Matching with Master Data Services, DQS and SSIS

If you have an MDM requirement to consolidate multiple sources of Master Data together into a single golden record, then you have a few different ways to achieve this on the Microsoft platform. This blog post gives an overview of the different ways that various matching methods can be used in conjunction with Master Data Services for consolidation in Master Data Management, outlining the pros and cons of each option. In summary, the options are:

  • Data Quality Services (DQS)
  • SQL Server Integration Services (SSIS)
  • Plus Master Data Services itself has a few (not that well known) matching capabilities

Data Quality Services

A key requirement in all but the simplest MDM solutions is that the matching/consolidation must be carried out in an automated manner, with a Data Steward alerted to take action if needed (e.g. the matching engine incorrectly matches two customers, the Data Steward opens MDS and corrects this). This scenario would be hard to achieve with DQS, as it’s possible to automate the DQS cleaning, but it’s not possible to automate the DQS matching. This is something that I’ve raised connect issues about, here and here.

If your data to be matched into MDS is not coming in on a daily basis, and you therefore need to do more ad-hoc matching to produce your golden Master Data records, then DQS could be for you. The MDS Excel Add-in will give you the capability of matching data that you import into Excel with MDS members, harnessing the power of DQS. An overview of how this works is available here.

Integration Services

SSIS has been around for a long time now and, as many of you will know, contains fuzzy matching components. With the right MDS model design, its possible to carry out a batch based fuzzy match between your master records and end up with a mapping between your the records that exist in your source systems and your MDS golden records.

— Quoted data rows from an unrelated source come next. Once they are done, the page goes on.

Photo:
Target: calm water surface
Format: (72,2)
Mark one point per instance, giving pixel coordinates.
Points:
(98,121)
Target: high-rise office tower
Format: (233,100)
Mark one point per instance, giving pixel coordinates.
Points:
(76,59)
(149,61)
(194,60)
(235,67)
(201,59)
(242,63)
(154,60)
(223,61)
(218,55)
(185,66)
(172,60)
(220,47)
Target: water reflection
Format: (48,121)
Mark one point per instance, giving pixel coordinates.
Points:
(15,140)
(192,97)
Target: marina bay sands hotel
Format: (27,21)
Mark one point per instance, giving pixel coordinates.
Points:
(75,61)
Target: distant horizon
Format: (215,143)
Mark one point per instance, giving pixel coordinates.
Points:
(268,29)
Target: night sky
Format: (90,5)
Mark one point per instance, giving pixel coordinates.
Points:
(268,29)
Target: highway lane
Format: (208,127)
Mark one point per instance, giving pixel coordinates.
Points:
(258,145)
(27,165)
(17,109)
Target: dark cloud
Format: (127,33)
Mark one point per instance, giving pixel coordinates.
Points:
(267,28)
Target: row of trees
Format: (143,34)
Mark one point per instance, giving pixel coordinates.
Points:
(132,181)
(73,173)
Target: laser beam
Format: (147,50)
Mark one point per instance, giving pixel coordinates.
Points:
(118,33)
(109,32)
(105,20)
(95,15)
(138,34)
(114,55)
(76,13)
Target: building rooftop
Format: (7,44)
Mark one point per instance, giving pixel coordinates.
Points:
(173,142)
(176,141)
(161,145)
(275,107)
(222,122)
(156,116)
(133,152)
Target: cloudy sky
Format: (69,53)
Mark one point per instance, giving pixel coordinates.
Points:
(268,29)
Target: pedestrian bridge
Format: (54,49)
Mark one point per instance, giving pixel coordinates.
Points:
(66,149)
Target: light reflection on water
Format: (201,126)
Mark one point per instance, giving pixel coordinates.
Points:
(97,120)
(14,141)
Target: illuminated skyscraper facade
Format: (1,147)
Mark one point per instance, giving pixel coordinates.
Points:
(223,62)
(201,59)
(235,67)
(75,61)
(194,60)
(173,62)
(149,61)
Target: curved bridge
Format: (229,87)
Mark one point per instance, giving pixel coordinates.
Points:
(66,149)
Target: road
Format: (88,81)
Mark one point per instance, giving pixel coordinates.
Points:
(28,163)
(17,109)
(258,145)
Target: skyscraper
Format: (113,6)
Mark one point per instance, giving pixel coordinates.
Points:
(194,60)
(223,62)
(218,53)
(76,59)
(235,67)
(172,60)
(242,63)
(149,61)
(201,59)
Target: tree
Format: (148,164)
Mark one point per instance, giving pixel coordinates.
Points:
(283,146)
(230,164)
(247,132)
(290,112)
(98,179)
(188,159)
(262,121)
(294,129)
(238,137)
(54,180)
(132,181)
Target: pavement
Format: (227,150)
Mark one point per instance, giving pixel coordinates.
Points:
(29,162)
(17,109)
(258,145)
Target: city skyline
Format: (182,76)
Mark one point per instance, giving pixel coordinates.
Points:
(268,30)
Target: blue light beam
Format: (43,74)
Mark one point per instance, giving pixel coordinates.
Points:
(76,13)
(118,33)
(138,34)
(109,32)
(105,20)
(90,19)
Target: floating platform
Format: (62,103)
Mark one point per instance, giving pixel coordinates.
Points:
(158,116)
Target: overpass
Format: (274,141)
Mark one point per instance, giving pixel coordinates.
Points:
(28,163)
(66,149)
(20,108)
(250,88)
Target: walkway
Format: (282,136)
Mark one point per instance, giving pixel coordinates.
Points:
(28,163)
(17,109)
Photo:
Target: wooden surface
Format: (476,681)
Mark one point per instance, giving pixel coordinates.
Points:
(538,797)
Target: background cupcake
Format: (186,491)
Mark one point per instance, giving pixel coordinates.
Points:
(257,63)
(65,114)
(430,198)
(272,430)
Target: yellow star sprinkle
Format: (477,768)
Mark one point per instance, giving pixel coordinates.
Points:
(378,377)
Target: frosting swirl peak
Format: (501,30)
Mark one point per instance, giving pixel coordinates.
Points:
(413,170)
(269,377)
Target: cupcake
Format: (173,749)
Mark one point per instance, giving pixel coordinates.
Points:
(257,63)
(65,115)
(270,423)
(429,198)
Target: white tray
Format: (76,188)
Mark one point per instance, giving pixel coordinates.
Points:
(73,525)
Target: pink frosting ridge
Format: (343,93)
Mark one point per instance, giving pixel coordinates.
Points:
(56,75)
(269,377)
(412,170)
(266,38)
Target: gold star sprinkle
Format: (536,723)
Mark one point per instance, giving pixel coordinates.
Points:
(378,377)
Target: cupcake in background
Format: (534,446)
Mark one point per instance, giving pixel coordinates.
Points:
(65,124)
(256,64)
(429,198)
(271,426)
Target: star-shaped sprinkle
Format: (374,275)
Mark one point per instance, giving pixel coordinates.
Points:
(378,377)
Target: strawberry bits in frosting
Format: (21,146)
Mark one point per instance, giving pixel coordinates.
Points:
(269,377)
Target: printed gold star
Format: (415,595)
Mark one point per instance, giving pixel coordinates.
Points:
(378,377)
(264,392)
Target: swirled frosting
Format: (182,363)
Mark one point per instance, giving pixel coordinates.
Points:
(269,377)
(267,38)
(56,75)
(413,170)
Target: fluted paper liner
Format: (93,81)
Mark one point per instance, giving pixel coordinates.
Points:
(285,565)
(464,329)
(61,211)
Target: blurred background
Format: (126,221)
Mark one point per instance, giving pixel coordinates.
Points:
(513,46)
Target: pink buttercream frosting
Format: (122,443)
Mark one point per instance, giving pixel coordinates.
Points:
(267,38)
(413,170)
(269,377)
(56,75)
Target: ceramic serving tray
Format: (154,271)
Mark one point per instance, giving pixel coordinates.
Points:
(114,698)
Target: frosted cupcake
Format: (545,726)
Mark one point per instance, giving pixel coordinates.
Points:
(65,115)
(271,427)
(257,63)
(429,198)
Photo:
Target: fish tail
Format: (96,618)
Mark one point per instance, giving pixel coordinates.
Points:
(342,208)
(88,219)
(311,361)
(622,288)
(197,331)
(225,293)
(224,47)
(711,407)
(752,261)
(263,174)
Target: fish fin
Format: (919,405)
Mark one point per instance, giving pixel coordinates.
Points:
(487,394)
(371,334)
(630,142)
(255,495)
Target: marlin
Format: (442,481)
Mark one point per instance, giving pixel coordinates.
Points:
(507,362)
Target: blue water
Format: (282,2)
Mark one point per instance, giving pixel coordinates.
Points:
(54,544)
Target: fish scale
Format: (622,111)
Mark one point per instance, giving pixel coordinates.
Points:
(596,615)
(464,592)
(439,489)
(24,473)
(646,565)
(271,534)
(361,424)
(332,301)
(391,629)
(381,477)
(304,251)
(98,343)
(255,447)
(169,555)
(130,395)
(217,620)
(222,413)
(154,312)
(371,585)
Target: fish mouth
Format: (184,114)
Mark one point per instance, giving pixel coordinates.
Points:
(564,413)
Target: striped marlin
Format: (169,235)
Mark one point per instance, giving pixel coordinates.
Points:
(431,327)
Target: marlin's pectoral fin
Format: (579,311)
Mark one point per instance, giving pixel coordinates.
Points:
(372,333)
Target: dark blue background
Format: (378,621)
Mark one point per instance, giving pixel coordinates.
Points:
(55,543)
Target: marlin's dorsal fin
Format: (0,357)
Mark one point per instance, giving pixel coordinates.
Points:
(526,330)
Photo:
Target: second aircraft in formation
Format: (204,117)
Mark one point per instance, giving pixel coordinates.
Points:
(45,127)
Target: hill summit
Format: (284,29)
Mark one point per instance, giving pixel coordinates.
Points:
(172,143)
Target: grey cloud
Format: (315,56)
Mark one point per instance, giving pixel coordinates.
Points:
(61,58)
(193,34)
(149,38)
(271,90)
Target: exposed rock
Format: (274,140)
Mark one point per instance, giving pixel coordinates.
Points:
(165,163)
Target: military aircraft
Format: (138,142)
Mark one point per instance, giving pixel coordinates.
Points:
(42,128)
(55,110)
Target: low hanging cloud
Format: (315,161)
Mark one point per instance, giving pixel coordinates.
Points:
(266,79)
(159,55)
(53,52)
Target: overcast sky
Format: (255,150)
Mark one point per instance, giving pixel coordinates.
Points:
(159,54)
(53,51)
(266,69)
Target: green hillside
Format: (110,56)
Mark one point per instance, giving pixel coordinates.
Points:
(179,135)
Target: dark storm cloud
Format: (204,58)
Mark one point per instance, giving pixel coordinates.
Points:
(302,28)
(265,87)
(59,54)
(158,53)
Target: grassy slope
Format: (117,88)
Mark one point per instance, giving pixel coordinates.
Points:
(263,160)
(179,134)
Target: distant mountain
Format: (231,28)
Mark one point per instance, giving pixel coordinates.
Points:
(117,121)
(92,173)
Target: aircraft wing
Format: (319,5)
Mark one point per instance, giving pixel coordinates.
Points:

The rough conceptual steps to do this are:

  1. Load the new and changed records from the source systems into a staging area.
  2. Clean and standardise your data. This is actually something that DQS cleaning can help with.
  3. Query your staging area to get the new records that you want to insert/update into Master Data Services.
  4. Now the question arises, do we have an exact or close match for these records already in MDS? While the exact matches are easy to deal with, use the SSIS Fuzzy Lookup component to establish whether there are any approximate matches.
  5. Link the source records to master records (if the match is high enough) using MDS Domain Attributes.
  6. Carry out appropriate inserts and updates into MDS using the MDS staging tables.
  7. Ensure that a Data Steward is alerted in some way if necessary (e.g. if the match threshold is below x% confidence). This can be done with Email or MDS Notifications, for example.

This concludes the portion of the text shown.